Spider-Man: Turn Off the Dark cast member Daniel Curry, who suffered extensive injuries when using a lift during a performance last August, is now suing the show’s producers, Michael Cohl and Jeremiah J. Harris, as well as some of the companies that handled tech equipment for the production.
From the New York Times:
The 27-page complaint, which seeks unspecified monetary damages, contends that the producers and other defendants knew the lift could be dangerous for “Spider-Man” cast members and put no safeguards in place to prevent injuries. No evidence is included in the legal filing to support these claims that the lift malfunctioned or that its computer software was defective.

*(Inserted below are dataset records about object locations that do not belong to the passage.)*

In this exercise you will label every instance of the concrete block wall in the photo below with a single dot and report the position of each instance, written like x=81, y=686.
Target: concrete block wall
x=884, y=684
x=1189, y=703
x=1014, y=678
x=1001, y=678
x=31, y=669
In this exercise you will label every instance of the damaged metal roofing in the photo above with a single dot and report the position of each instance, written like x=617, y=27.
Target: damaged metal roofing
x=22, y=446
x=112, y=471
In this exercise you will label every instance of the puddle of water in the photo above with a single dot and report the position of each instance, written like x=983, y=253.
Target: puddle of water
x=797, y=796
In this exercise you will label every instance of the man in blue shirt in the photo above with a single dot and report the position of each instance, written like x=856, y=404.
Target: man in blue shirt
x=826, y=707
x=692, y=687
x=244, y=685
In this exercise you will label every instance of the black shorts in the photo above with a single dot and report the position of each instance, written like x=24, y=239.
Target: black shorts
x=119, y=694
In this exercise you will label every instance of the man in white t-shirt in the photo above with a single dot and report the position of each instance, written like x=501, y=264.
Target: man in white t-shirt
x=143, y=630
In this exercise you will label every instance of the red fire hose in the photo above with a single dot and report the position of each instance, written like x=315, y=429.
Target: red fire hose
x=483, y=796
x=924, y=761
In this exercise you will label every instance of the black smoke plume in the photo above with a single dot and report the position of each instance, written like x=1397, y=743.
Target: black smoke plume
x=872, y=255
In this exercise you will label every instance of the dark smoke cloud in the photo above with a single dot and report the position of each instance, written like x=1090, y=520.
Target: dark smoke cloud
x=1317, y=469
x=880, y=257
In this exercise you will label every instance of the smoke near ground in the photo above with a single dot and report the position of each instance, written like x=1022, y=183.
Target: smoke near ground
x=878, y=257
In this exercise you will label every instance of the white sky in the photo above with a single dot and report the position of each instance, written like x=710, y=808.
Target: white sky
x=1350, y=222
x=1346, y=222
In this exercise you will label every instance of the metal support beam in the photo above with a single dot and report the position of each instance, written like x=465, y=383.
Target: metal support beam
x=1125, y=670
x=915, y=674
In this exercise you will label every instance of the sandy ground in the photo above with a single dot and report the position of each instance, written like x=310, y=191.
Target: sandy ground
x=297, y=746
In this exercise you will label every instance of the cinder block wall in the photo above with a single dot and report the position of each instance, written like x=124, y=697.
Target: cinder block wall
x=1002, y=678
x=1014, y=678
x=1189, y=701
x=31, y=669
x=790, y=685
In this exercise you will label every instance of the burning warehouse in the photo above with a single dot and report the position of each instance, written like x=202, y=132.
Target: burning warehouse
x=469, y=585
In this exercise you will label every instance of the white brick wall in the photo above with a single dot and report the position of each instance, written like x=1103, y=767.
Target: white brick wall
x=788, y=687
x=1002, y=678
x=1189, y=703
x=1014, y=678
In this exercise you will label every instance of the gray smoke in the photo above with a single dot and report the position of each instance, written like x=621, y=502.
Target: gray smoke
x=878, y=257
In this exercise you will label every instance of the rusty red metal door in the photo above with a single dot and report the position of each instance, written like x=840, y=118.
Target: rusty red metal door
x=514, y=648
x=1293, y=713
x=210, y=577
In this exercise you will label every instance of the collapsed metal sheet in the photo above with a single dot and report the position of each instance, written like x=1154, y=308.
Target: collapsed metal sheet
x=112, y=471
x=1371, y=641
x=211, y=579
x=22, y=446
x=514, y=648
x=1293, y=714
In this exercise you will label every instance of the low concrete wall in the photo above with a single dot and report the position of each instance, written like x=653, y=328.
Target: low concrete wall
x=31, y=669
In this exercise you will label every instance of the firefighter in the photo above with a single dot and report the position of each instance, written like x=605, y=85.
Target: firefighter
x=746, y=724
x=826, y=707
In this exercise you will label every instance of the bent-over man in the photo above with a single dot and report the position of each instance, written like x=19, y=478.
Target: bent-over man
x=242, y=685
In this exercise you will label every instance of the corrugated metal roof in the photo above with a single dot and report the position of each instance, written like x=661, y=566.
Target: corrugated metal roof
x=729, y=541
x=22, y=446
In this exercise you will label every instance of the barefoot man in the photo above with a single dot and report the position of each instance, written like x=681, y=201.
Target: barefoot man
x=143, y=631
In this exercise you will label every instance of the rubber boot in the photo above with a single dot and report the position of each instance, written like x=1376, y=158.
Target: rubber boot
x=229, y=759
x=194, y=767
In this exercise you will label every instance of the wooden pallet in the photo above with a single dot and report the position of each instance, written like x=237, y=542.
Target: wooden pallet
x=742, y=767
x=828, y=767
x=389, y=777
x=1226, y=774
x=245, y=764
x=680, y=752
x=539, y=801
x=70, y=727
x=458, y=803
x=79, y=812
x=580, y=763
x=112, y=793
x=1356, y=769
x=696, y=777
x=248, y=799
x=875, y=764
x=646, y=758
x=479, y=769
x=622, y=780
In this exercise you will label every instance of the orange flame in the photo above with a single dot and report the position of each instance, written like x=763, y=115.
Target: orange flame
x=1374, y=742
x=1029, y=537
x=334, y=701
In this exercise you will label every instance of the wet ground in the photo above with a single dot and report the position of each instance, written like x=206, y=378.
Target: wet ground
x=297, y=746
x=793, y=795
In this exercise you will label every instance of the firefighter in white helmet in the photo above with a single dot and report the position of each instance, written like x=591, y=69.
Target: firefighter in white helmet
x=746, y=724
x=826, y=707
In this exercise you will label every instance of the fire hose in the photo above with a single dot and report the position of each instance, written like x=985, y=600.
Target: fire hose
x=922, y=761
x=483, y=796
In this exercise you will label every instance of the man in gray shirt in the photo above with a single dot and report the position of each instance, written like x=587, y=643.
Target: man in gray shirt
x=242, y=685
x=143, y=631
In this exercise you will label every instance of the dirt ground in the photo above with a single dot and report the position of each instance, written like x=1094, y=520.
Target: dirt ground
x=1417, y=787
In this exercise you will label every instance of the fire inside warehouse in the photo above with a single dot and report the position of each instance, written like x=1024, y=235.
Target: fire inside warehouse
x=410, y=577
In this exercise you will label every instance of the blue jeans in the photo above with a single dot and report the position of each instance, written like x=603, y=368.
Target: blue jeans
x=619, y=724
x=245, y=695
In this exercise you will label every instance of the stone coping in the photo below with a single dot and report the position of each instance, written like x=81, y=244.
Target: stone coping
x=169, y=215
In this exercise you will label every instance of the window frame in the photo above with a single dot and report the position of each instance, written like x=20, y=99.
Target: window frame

Mr. Curry asserts in the complaint that he and other cast members were told the lift was safe and that he used it “in accordance with the instructions.”
A spokesman for the “Spider-Man” producers, who have maintained that Mr. Curry’s injuries were the result of human error, said on Friday that they had no comment.
The lawsuit — which was filed in State Supreme Court in Manhattan on Tuesday, but not made available to the public until Friday — does not shed much new light on the actual cause or extent of Mr. Curry’s injuries, which occurred during the Aug. 15 performance of “Spider-Man.” As the second act was underway, Mr. Curry, 23, found his foot caught between the lift and the stage, the complaint stated, resulting in “serious and protracted permanent injuries.”
An earlier court filing by Mr. Curry’s lawyers, in September, stated that he had undergone “surgeries and amputations,” leading to much concern among actors and others about the condition of his foot. A lawyer for Mr. Curry, Elias N. Fillas, speaking in a phone interview this week, declined to discuss what the amputations involved, only saying that Mr. Curry was out of the hospital but continuing to receive medical care and physical therapy.
According to the complaint, Mr. Curry will not be able to dance or perform and earn a living as he once did, and has spent “large sums of money” on medical care.
Spider-Man: Turn Off The Dark closed in January after a three-year run on Broadway at the Foxwoods Theater. It is estimated that the musical suffered a loss of about $60 million.
One of the show’s co-writers, Glen Berger, has written a fascinating book called Song of Spider-Man about all of the behind-the-scenes turmoil surrounding the production. I talk about that book on the Spider-News segment of the February Crawlspace podcasts to be released later this month.